-7-
I plunged my hand into the box and scooped up a handful of the chalky powder. I threw it at the albino, trying to believe that this would save me. I threw a second handful, then a third.
He laughed.
“Is that it? Your best effort? Oh my, I truly hope you give me more sport than that.”
He reached to brush the dust from his cheek.
The change began.
For a moment, he seemed puzzled.
His hands grew thick. They grew large and gray, like dense lumps of clay. His face twisted and changed. His shirt split as his chest swelled. A horn thrust from where his nose had been.
He dropped to all fours with a heavy crash, then lowered his head, aiming the horn at me. He took a step with one hulking leg. And then another step. There was less than two yards between me and death.
A scream ripped through the room. But it didn’t come from any living creature. The air filled with shrieks as the ancient wood gave way beneath the weight. One leg crashed through the floor. His chest hit with an ear-numbing boom.
For an instant, that was it. He raised his head toward me and bellowed a cry of rage. The eyes within the rhino’s face were hot coals of hate.
He struggled to pull the leg free of the hole.
I backed up another step.
He fell.
He dropped so suddenly, it was almost as if he’d been sucked through the hole. An instant later, I heard another crash. Then another, fainter. And far away—a thud, a wet smack of a meat against concrete.
That was it. He was in the basement.
I inched toward the hole as if I was moving on thin ice, expecting the floor to collapse at any moment. But the floor held. Down, far down, so far I felt dizzy as I looked, lay a crumpled mass of white and red.
Around me, the lifeless eyes of countless animals bore witness to the moment. A sound from down the hall caught my attention. I edged past the hole and went back to Sam Yung’s office.
“How you doing?” I asked John. He’d managed to sit up, with his back against the wall, but he still looked pretty dazed.
“Did we win?” he asked.
“Yeah.” I held out a hand and helped him to his feet.
He winced. “Oh, man. My head hurts.”
“That’s okay,” I said. “You should see the other guy.”
I walked with John back to his place.
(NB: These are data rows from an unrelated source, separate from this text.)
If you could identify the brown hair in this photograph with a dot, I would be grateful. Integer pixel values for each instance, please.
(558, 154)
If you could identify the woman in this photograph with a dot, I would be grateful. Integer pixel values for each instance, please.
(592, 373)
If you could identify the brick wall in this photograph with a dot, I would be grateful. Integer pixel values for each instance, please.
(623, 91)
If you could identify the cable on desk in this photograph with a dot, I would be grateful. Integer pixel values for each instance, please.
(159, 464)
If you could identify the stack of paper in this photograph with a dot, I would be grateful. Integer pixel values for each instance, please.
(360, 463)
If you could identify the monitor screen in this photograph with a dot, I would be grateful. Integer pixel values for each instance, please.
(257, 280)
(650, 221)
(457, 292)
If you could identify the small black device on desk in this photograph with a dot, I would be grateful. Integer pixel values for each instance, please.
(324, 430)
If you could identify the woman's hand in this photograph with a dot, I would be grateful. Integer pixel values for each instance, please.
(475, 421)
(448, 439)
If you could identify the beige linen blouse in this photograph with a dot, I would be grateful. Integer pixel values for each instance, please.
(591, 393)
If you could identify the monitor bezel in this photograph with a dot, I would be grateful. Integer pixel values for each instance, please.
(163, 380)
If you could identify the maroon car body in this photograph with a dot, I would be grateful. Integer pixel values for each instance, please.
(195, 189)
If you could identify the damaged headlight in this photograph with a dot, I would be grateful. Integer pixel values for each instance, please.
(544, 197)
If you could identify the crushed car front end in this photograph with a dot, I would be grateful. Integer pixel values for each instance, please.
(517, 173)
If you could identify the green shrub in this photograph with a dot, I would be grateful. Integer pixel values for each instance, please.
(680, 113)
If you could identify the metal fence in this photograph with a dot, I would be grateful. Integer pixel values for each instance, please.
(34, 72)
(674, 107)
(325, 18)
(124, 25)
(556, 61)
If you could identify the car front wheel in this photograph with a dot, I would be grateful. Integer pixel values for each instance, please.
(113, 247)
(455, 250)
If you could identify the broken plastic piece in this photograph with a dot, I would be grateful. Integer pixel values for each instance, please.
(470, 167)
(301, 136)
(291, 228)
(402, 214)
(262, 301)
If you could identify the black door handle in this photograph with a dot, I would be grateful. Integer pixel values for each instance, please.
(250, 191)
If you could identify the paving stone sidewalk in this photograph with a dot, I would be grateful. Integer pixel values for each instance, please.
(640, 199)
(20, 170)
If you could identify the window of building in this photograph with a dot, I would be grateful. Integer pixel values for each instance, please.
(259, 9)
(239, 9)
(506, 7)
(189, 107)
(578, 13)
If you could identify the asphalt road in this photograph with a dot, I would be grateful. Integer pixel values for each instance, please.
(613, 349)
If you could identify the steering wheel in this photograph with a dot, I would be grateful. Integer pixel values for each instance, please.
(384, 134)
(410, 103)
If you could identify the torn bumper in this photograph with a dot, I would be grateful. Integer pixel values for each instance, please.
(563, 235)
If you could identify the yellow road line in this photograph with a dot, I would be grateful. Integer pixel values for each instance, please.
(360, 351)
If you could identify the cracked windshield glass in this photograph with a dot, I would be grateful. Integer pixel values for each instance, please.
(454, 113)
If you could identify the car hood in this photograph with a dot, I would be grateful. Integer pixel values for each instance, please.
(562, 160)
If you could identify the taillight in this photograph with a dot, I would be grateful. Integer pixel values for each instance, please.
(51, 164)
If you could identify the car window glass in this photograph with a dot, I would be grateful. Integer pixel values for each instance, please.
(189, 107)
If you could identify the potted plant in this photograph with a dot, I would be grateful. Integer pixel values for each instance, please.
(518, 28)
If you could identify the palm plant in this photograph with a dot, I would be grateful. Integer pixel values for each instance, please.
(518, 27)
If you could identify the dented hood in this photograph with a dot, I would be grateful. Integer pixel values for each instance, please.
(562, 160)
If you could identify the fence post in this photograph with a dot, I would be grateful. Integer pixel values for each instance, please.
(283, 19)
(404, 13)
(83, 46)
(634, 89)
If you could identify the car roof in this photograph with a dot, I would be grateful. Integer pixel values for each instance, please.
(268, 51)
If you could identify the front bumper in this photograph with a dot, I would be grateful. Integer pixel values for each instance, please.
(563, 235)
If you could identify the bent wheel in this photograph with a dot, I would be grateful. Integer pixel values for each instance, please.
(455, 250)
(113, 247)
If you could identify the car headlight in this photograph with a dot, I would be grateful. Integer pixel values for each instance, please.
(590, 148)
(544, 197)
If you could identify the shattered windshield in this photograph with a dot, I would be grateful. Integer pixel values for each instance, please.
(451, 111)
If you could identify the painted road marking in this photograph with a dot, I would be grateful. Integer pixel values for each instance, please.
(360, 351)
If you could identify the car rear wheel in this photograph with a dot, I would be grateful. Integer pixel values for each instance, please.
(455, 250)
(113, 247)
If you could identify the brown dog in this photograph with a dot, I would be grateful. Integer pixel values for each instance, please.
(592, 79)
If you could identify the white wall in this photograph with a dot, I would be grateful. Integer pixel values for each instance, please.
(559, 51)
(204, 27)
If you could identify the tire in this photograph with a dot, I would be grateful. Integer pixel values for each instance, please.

As we passed through the streets of Chinatown, I thought about how foreign each of us is when he leaves his small part of the world, and how much there is that none of us will ever understand.
“You know what’s scary?” I asked John when we reached his front door.
“Your face?”
“Besides that.”
“I can’t imagine anything scarier, but go ahead.”
“If Richter was a bigger monster than Sam Yung, I guess it’s possible there’s someone out there who’s a bigger monster than Richter.”
John patted me on the shoulder. “If there is, I’m sure you’ll run into him—and drag me along. But maybe that can wait for another day.
“Fine with me.”
At least I knew there was a little less evil in the world. It was a small change, but a good change. And that’s something to be glad about.